Kristen Laine’s American Band is Friday Night Lights for the geek set, the story of a championship high school marching band from Elkhart, Indiana, as it seeks to win another state title. Along the way it touches on themes playing out across the Midwest, from an influx of Hispanic immigrants to the departure of jobs to foreign lands.

Elkhart is a particularly appropriate setting. Once the capital of the American band-instrument industry, the northern Indiana city has seen those jobs trickle away. Recreational-vehicle factories have taken up some of the slack, but the clear sense is that Elkhart’s glory days are past. Still, the Concord Community High School Marching Minutemen are a force, a source of pride for the community and a driving influence in the lives of many of the students Laine profiles.

There is a driving narrative to the story — the band’s struggle to prepare for the state finals in Indianapolis, even as its legendary director is planning to leave the school at year’s end — but the richest parts of the book have to do with the individual students.

There is Grant, lead trumpet player and almost-certain class valedictorian, a charismatic leader who nonetheless struggles to resolve his Christian beliefs with his growing attraction to a female classmate, his first girlfriend.

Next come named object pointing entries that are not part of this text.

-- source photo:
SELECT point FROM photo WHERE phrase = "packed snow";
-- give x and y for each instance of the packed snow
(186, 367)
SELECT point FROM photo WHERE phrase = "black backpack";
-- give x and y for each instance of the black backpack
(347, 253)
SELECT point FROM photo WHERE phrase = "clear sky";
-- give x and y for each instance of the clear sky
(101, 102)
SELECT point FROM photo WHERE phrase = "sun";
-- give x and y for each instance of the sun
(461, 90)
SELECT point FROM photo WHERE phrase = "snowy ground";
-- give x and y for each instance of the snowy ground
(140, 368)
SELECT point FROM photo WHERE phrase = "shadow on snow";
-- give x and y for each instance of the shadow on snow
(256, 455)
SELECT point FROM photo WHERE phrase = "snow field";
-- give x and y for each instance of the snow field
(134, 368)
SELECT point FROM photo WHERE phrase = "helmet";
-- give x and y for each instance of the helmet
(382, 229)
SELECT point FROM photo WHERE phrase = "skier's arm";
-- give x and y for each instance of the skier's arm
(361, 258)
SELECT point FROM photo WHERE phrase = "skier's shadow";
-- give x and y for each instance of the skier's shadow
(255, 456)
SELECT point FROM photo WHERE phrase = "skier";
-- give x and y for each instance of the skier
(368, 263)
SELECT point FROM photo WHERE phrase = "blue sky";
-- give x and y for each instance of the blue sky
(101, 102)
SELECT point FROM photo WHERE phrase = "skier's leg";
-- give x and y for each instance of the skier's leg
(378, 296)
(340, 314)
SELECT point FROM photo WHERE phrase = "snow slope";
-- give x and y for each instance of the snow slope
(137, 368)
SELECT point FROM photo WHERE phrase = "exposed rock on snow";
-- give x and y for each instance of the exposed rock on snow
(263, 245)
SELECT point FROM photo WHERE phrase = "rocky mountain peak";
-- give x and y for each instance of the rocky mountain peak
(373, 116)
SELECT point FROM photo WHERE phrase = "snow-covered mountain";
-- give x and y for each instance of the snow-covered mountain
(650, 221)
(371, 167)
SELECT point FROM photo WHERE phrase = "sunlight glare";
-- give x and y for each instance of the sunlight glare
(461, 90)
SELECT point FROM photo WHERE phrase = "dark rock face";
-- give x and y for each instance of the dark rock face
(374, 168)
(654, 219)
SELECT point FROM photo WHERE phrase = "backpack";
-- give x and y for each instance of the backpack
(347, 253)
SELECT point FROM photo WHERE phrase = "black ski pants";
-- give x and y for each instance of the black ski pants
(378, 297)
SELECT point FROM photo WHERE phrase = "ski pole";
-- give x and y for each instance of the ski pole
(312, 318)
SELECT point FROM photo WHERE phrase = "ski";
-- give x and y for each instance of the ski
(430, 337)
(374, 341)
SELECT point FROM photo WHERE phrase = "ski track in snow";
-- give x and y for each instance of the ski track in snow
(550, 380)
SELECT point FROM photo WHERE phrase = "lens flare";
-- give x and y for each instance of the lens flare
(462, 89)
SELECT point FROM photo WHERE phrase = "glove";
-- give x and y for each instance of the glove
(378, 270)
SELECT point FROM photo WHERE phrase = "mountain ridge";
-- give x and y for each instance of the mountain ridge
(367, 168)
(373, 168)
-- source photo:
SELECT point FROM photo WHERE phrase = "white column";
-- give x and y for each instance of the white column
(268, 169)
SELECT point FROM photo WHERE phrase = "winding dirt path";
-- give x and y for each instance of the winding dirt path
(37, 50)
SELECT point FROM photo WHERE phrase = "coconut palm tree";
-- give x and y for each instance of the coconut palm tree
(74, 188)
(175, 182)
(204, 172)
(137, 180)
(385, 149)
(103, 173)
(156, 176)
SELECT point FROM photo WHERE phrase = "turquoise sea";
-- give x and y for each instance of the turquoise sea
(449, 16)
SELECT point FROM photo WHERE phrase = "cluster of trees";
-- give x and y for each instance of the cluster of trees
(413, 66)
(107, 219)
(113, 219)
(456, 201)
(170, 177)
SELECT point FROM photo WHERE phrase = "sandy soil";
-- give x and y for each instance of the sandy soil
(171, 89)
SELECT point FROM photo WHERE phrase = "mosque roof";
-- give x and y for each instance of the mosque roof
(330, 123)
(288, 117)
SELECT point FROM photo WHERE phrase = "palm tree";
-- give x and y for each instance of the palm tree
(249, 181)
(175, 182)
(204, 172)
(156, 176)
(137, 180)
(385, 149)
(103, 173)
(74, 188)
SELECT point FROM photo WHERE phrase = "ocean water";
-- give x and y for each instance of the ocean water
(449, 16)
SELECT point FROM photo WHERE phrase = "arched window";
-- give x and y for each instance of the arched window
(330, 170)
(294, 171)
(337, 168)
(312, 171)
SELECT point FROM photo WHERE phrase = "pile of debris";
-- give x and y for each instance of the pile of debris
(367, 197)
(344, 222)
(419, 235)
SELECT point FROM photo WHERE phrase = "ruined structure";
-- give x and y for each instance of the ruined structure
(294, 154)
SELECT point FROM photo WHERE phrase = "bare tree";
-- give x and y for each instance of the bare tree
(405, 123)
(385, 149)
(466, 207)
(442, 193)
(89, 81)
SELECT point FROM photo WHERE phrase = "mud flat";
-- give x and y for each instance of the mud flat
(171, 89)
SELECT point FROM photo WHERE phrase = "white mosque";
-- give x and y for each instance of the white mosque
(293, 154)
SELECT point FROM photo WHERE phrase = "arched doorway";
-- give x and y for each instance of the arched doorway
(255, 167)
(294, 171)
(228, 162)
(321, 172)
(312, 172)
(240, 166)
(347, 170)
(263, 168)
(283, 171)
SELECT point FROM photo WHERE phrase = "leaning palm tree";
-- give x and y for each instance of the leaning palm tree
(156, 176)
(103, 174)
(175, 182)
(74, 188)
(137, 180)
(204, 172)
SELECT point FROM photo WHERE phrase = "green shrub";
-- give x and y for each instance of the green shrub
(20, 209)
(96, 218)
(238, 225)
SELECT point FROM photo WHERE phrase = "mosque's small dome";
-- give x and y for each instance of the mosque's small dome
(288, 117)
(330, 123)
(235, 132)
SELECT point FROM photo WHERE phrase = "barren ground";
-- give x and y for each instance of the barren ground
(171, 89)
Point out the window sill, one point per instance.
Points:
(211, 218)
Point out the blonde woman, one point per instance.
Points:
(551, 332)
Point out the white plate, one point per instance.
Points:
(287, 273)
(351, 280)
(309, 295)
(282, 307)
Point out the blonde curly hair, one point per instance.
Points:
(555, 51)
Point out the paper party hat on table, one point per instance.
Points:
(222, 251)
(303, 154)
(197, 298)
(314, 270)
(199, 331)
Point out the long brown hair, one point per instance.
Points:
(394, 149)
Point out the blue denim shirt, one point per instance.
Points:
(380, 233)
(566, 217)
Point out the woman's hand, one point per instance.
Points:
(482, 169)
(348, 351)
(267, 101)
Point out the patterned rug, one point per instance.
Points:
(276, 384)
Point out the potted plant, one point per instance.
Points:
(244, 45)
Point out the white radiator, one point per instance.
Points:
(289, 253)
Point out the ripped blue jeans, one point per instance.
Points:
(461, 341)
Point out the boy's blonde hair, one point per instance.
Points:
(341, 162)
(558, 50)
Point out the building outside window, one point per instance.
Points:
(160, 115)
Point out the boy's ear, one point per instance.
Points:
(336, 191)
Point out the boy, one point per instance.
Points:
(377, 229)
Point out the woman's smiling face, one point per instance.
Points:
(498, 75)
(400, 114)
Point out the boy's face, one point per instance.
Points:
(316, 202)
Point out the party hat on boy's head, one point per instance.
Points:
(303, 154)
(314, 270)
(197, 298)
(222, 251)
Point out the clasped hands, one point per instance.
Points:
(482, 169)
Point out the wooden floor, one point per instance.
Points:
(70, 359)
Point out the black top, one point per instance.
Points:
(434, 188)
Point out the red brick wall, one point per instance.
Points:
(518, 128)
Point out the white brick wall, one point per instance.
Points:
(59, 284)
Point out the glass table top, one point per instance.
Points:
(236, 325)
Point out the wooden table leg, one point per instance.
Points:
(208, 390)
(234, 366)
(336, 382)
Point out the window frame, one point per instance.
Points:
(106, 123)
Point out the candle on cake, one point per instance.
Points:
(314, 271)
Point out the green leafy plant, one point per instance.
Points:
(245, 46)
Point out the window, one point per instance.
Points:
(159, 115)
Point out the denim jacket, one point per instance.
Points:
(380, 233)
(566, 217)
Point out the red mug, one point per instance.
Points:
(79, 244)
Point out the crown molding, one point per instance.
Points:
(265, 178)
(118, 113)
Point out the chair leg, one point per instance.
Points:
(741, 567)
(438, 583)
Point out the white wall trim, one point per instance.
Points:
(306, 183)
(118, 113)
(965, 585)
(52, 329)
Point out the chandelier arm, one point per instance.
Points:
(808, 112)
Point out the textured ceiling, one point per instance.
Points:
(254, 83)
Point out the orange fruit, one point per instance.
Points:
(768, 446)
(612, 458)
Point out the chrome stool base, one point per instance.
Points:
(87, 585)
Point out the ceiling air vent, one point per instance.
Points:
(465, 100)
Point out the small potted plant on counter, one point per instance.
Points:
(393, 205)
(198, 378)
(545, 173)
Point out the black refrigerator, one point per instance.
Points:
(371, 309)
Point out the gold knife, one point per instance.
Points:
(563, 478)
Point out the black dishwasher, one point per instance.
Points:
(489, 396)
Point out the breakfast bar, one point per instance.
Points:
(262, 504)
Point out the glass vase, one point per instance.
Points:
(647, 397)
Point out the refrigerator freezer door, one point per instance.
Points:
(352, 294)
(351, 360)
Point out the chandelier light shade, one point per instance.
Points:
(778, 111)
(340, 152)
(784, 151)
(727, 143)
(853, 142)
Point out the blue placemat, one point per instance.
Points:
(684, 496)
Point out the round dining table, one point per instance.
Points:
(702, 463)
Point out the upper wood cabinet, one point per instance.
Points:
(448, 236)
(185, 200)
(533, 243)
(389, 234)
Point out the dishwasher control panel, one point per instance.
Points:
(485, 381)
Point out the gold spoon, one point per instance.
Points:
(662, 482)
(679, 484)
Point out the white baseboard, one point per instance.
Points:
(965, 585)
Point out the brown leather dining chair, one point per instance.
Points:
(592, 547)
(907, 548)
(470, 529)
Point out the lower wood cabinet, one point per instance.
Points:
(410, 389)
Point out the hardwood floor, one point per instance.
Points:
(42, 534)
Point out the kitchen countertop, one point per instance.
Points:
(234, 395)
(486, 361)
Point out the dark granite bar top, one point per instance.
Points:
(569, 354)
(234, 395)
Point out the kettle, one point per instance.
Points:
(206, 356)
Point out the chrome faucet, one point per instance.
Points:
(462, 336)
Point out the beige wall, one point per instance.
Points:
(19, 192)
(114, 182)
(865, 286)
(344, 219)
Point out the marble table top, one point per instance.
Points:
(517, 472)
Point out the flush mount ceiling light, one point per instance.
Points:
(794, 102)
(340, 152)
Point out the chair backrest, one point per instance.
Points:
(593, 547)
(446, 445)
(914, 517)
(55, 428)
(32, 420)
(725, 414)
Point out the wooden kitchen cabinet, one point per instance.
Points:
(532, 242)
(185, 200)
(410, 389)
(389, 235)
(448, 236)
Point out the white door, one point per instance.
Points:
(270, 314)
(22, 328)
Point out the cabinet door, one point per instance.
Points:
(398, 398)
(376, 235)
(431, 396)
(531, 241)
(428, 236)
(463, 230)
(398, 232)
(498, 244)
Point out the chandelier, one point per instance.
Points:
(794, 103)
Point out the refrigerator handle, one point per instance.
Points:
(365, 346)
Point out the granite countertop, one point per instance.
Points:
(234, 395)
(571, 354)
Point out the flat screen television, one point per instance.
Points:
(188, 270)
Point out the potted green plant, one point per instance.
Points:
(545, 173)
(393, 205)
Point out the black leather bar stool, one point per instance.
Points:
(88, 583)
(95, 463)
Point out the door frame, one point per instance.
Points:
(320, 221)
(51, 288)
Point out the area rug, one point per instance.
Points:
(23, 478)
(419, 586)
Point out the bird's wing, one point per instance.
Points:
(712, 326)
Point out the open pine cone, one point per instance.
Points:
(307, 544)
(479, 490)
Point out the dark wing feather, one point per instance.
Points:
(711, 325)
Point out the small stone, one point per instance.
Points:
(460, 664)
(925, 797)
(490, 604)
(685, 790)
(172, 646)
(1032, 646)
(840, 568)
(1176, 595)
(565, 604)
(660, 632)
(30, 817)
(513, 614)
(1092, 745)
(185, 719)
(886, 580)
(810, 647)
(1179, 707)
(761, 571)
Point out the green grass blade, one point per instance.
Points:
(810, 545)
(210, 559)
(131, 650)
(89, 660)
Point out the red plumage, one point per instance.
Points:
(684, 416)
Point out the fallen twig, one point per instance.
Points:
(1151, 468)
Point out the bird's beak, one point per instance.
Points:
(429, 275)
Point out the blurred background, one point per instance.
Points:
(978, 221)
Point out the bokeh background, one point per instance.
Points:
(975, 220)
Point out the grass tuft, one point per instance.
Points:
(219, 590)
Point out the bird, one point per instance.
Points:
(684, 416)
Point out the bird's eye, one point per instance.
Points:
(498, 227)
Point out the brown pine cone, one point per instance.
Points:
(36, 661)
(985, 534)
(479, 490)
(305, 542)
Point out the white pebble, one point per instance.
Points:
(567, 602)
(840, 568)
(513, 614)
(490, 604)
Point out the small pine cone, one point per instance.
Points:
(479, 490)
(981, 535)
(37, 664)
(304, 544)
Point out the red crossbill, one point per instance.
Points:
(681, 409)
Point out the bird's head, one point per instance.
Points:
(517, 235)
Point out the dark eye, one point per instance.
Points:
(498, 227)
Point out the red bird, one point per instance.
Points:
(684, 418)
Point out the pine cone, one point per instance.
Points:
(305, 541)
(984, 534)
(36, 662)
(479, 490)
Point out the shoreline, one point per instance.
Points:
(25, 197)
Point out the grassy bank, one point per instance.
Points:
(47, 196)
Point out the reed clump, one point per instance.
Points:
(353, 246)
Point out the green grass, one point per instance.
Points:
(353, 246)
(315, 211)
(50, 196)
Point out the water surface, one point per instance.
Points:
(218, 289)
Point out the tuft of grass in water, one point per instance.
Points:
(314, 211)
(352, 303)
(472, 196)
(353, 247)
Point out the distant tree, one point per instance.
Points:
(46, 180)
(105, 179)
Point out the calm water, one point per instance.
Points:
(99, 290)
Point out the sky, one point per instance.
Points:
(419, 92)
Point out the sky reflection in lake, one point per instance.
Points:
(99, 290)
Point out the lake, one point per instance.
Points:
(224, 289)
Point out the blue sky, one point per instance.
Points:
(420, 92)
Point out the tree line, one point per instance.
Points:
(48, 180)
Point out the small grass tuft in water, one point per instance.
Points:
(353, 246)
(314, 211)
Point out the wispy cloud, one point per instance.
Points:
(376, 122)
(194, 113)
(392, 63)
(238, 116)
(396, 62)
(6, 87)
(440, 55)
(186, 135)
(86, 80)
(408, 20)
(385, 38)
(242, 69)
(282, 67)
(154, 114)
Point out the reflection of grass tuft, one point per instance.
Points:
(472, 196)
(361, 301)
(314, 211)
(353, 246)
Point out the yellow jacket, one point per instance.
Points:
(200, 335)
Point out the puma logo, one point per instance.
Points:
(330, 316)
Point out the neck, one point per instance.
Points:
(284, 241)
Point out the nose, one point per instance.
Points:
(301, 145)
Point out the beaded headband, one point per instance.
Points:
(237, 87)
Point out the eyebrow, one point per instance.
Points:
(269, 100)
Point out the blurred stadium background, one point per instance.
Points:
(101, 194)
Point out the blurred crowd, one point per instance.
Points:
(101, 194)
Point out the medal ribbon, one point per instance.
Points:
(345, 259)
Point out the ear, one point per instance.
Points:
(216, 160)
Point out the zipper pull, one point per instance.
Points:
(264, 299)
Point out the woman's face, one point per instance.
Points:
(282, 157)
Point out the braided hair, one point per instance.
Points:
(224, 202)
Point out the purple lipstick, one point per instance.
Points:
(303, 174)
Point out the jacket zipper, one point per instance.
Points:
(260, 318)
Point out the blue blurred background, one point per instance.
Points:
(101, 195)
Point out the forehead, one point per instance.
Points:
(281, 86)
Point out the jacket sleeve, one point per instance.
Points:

There is Nick, an ace drummer who aspires to West Point.

And Amanda, the star flute player who wears a Star of David as a symbol “of her devotion to bringing about a Christian heaven on earth” in which Jesus would reign from a rebuilt Temple in Israel.

And there is Adilene, freshman clarinet player and new arrival in town who can’t play clarinet very well nor march in time with the other students, but who desperately wants to fit in; and Diana, the senior who takes Adilene under her wing. Unlike most of the other students, Adilene and Diana are Hispanic, part of the new population of the Corn Belt, and their shared struggles and ultimate successes are among the book’s more uplifting subplots.

It’s hard for an outsider to understand why band is so important to the community and the high school, and Laine does her best to explain. It’s interesting enough to learn that longtime director Max Jones has an office that’s nicer than most high school football coaches’, and he has a staff of assistant directors; for people who attended high schools where the band was run by a single harried teacher who also herded junior high school students, it’s a revelation.

It’s also surprising to learn the extent of the preparations for a performance that runs only a few minutes but is more intricately choreographed than any high school musical play. Overbearing parents, slacker students, intense rivalries with other high schools — American Band has many of the elements common to books about high school football.

But ultimately, there’s the rub. For an outsider, it’s easier to understand the tensions inherent in an athletic competition, far more familiar than the challenges of making students march in fast, perfect cadence while playing concert-level music. Laine has a good eye for detail and a knack for description — she explains that it’s risky to march in slow time because mistakes become more apparent and judges can pounce “as easily as owls spotting slow-moving mice.”

Yet the scenes Laine tries to pump full of tension feel flat. Maybe she tried too hard. The book suffers from a surfeit of characters, with the result that a reader doesn’t identify all that well with most of them. Jones, the band director nonpareil, seems to have a knack for motivating students and a system that forces teenagers to become leaders, but if he is able to describe that knack or how it was developed, the reader doesn’t know it.

Too many of the other characters seem one-dimensional: They’re potentially interesting, but we don’t learn enough about them. Teachers and students are introduced early in the book but then fade away. We need fewer details about most of the students and teachers and a lot more about just a couple of them.

The story of Grant underscores this. He’s one of the more interesting high schoolers in recent non-fiction: a brilliant student, a fine trumpet player whose success is due more to hard work than talent, a gentle upperclassman who leads by example and a devout Christian. He’s almost a cliche, too good to be true.

Yet he is far more complex than that, and Laine skillfully reveals more and more layers of his personality — the boy who won’t miss church and can’t figure out whether Jesus wants him to have a girlfriend, and the self-doubting teenager who seems to have everything going for him but struggles with depression. Because Laine spends so much time with Grant — and he is such a rich subject — the reader comes to know him, while other seemingly major players in the book fade.

At the end of the book Grant confronts two tragedies that make the everyday drama of high school classes and band competitions seem trivial, and Laine has portrayed him so well and so sympathetically that a reader can’t help but weep for him.

He’s the sort of wonderful kid you wish you knew, so you could hug him and say, “Hey — it’s going to be OK, and you will be too.”